É melhor ir com calma, Charlie Pettikin. Você poderia fazer papel de idiota. Ela tem 29 anos, você tem 56, e só conversou com ela umas poucas vezes. Sim. Mas ela me excita mais do que eu me lembro de ter-me sentido excitado há anos e agora eu posso entender por que Tom Lochart se apaixonou por Xarazade.
A campainha do transmissor-receptor de alta freqüência que estava na mesinha começou a tocar. Ele se levantou e aumentou o volume.

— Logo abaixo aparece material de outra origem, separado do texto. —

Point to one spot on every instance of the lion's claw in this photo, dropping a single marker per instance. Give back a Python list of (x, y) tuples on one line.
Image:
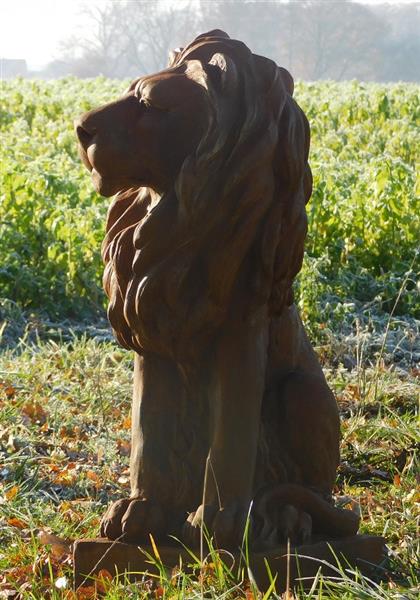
[(132, 520)]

— QG de Teerã, vá em frente!
— Aqui é o capitão Ayre em Kowiss para o capitão McIver. Urgente. — A voz estava baixa e acompanhada de estática.
— Aqui é o capitão Pettikin, o capitão McIver não está aqui no momento. Você está em dois por cinco. — Era uma medida, de um a cinco, relativa à força do sinal. — Posso ajudar?
— Alerta Um. Jean-Luc resmungou.
— O que há entre Freddy e você? Capitão Ayre e capitão Pettikin?
— É apenas um código — disse Pettikin, distraidamente, olhando para o aparelho, e a atenção de Sayada aumentou. — Está apenas sendo desenvolvido e significa que alguém está presente ou está ouvindo, alguém que não deveria estar. Um inimigo. Respondendo com a mesma formalidade, você dá a entender que compreendeu a mensagem.
— Isso é muito inteligente — disse Sayada. — Vocês têm muitos códigos, Charlie?
— Não, mas estou começando a desejar que tivéssemos. É horrível não saber o que está acontecendo na realidade. Nenhum contato direto, nenhuma correspondência, nem telefones e o telex uma droga com tantos malucos armados se metendo conosco. Por que eles não entregam as armas e nos deixam viver em paz?
O HF zumbia sem parar. Lá fora, o dia estava nublado e feio, com as nuvens prometendo mais neve, e a luz do cair da tarde fazia os telhados e até as montanhas parecerem sem vida. Eles esperaram impacientemente.
— Aqui é o capitão Ayre de Kowiss... — Mais uma vez a voz estava acompanhada de estática e eles tiveram que se concentrar para poder ouvir. — ...primeiro vou transmitir uma mensagem recebida de Zagros Três há poucos minutos atrás, do capitão Gavallan. — Jean-luc ficou tenso. — A mensagem dizia exatamente: "Pan pan pan" — o sinal de socorro da aviação aérea internacional que vinha logo abaixo de Mayday. — "Acabei de ser informado pelo komiteh local que não somos mais persona grata em Zagros e que devemos evacuar da área todos os estrangeiros das nossas plataformas, dentro de 48 horas, senão... Solicito instruções imediatas". Fim da mensagem. Você anotou?